Entro no apartamento, pouso a bagagem e descalço-me. Dou uma volta pelas divisões para conhecer os "residentes". Há um grupo de três inglesas que está mesmo de saída. Vão para Ulan-Bator. Sentados em torno da mesa da cozinha está a Nadia, a recepcionista do hostel; a Kate, uma australiana a viajar pelo SW asiático; o Evren, um cipriota exilado na Letónia e uma amorosa "avozinha" francesa de 60 anos, que acaba de terminar uma missão de 2 anos na Mongólia. Recebem-me como se nos conhecêssemos há décadas. Conversamos demoradamente, até eu me lembrar de que não tomava banho há 5 dias... devia tresandar. Os meus novos amigos, provavelmente, tiveram a delicadeza de não reparar.

Tomo um banho demorado e regresso ao convívio acolhedor do grupo. Já tinha saudades de companhia.
A Kate é jornalista, tem 27 anos e demitiu-se recentemente para tornar a viver. Há dois meses que viaja pela China e Mongólia. Prepara-se agora para ficar um mês na Rússia. Depois... logo se vê.
O Evren é um "faz-tudo". Faz o que pode e quer, desde trabalhar em bares e cuidar de crianças em acampamentos de Verão até trabalho comunitário e voluntário. Agora vive em Riga. É originário do Chipre mas deixou o seu país há 2 anos por divergências com a ocupação turca. Diz que jamais cumpriria o serviço militar por um país que não é o seu. Para o Estado cipriota turco, é um desertor. Nessa condição, apenas pode permanecer no Chipre 3 meses por ano e tem de pagar uma multa de 3000£. Nunca mais voltou. Compreendo e admiro a sua coragem.
Vai para a Mongólia nos próximos dias, depois para a China e regressará a casa via Hong-Kong. Como eu.

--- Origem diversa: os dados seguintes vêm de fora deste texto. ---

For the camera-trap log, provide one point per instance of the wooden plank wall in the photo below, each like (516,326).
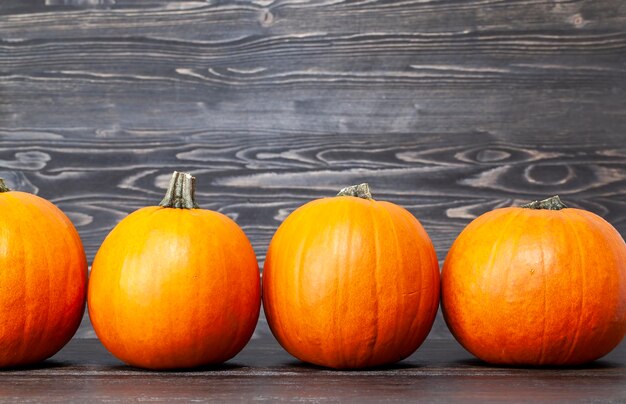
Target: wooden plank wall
(447,107)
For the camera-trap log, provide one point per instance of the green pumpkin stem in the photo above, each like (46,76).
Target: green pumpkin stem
(552,203)
(181,192)
(360,191)
(3,186)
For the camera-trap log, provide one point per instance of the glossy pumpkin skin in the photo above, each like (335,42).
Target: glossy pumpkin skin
(350,283)
(536,287)
(175,288)
(43,279)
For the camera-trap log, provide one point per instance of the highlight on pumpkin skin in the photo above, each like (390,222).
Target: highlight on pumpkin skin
(541,284)
(350,283)
(53,291)
(175,286)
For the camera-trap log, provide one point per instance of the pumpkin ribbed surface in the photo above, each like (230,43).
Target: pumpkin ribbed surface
(350,283)
(536,287)
(43,279)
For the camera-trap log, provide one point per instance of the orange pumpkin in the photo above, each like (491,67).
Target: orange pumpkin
(350,282)
(537,285)
(174,286)
(43,278)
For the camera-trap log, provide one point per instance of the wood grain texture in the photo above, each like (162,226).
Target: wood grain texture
(439,372)
(449,108)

Juntam-se a nós um galês de 50 anos e uma adorável londrina de quase 70 (setenta) anos!! Falamos sobre o mundo, os povos, as culturas e política. Falamos sobre a vida, a já vivida e a que ainda temos para viver. Sobre o passado e sobre o futuro. Pois o nosso presente é este, o momento onde nos encontramos ali juntos, em torno da mesa duma cozinha, decorada com um imenso mapa da federação que ridiculariza as dimensões da Europa, num apartamento exíguo em Irkutsk, junto do eterno Lago Baikal neste remoto recanto do globo a que se chama Sibéria. Agora estou integro, indivisível, uno, imenso e coeso. Estou completo, cheio de sonhos ali tão perto, sinto que consigo estender uma mão e envolver a Terra, fervilho de vida. Não quero mais nada, só preciso disto. Sinto-me livre e à solta. É isto que eu mais desejo para mim.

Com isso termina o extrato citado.